Association with polymyalgia rheumatica (PMR): up to 50% of patients with giant cell arteritis also have PMR.
Pathophysiology
Monocytes differentiate into macrophages and giant cells, which produce cytokines (e.g., IL-6, TNF-α) that augment the inflammatory response → focal granulomatous inflammation
Most commonly involves external carotid artery branches (especially temporal artery), as well as the aorta and vertebral arteries
Clinical features
Cranial giant cell arteritis: involves the extracranial branches of the common carotid, internal carotid, and external carotid arteries (the temporal artery is the most commonly affected vessel)

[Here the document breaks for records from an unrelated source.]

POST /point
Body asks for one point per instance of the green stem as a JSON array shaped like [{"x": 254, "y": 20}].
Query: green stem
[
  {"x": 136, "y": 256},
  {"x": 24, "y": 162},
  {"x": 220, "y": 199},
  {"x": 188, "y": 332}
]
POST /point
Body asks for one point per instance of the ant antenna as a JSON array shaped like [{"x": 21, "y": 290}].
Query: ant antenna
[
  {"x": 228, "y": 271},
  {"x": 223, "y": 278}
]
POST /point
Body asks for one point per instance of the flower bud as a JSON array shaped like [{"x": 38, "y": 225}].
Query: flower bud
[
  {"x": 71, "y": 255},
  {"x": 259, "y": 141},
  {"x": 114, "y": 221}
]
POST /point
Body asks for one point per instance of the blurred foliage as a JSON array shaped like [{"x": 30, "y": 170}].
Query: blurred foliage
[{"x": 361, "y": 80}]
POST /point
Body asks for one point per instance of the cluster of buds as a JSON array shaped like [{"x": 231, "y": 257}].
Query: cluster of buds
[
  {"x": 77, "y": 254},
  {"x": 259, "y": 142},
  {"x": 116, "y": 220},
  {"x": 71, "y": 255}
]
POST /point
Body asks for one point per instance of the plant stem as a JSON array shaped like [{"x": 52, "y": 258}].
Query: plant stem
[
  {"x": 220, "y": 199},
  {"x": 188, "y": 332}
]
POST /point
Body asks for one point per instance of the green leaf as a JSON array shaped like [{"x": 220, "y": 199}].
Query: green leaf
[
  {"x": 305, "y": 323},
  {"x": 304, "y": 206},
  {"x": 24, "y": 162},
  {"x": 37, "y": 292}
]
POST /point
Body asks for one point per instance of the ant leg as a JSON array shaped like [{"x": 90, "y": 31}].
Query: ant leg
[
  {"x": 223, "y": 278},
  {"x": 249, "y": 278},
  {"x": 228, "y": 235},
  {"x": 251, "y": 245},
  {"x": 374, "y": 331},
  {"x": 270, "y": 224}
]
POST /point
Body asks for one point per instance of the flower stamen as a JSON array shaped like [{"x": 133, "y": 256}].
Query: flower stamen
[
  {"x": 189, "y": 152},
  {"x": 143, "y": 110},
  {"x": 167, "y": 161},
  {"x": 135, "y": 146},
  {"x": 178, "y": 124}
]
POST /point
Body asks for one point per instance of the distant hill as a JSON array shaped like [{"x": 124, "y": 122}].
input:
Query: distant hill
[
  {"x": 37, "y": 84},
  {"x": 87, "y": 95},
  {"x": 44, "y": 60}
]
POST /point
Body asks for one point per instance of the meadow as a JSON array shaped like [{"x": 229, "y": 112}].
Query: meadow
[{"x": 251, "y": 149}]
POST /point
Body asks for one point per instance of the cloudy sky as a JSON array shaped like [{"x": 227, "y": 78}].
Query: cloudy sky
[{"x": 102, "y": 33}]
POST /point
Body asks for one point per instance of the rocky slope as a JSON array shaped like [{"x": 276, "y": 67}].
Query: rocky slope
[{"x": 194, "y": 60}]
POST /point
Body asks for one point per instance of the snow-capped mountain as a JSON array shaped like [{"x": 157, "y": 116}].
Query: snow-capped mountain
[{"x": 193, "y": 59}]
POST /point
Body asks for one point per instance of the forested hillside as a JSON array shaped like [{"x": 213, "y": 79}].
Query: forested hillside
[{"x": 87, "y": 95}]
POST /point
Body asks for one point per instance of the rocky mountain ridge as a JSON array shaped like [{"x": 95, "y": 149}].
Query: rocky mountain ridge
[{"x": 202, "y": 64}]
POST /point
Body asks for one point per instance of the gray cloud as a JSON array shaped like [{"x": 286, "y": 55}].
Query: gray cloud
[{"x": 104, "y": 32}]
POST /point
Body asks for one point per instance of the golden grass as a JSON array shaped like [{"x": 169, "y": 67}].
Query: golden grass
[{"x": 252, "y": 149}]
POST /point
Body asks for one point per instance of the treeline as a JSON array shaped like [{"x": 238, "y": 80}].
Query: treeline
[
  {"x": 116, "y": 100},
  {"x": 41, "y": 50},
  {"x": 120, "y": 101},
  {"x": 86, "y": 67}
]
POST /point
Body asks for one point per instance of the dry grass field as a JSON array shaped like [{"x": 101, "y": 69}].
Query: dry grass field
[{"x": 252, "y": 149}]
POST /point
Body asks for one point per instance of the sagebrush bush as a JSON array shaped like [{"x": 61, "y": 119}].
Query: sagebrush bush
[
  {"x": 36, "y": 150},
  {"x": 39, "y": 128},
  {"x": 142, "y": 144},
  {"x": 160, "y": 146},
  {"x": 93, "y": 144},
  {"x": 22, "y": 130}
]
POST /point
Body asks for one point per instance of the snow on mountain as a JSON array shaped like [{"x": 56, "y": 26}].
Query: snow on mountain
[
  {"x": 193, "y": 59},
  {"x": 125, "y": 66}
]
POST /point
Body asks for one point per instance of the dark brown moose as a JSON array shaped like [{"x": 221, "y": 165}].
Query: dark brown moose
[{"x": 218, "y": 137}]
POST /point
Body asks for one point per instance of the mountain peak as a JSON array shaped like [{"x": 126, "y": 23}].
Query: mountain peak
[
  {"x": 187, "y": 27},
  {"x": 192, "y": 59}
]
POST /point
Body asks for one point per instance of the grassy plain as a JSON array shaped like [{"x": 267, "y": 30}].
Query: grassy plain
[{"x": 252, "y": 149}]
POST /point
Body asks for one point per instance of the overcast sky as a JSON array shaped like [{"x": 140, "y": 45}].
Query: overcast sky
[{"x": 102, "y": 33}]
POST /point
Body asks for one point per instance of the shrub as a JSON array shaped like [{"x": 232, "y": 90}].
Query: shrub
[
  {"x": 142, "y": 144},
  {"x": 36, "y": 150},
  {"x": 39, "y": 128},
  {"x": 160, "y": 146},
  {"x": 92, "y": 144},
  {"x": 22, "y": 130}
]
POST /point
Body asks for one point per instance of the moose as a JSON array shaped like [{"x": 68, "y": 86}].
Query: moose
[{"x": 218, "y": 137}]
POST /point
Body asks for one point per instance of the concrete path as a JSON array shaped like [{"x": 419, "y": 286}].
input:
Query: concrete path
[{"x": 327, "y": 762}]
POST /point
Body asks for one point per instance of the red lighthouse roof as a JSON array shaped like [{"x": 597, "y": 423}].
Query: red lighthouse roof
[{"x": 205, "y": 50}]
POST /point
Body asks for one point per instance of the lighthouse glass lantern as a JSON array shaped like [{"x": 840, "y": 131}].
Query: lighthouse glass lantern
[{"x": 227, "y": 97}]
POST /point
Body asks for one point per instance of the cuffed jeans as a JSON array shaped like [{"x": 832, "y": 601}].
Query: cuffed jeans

New-onset unilateral (or bilateral) headache
Can be pulse-synchronous, throbbing, dull
Typically located over the temples
Hardened and tender temporal artery
Jaw claudication: jaw pain when chewing
Vision loss: due to inflammation and occlusion of the ophthalmic artery and its branches
Scintillating scotoma
Amaurosis fugax or permanent loss of vision due to anterior ischemic optic neuropathy (AION)
Symptoms of polymyalgia rheumatica, e.g. muscle pain primarily affecting shoulders, neck, and pelvic girdle
Diagnostics
Elevated erythrocyte sedimentation rate & C-reactive protein (best initial test)
Highly sensitive and almost always significantly elevated in GCA.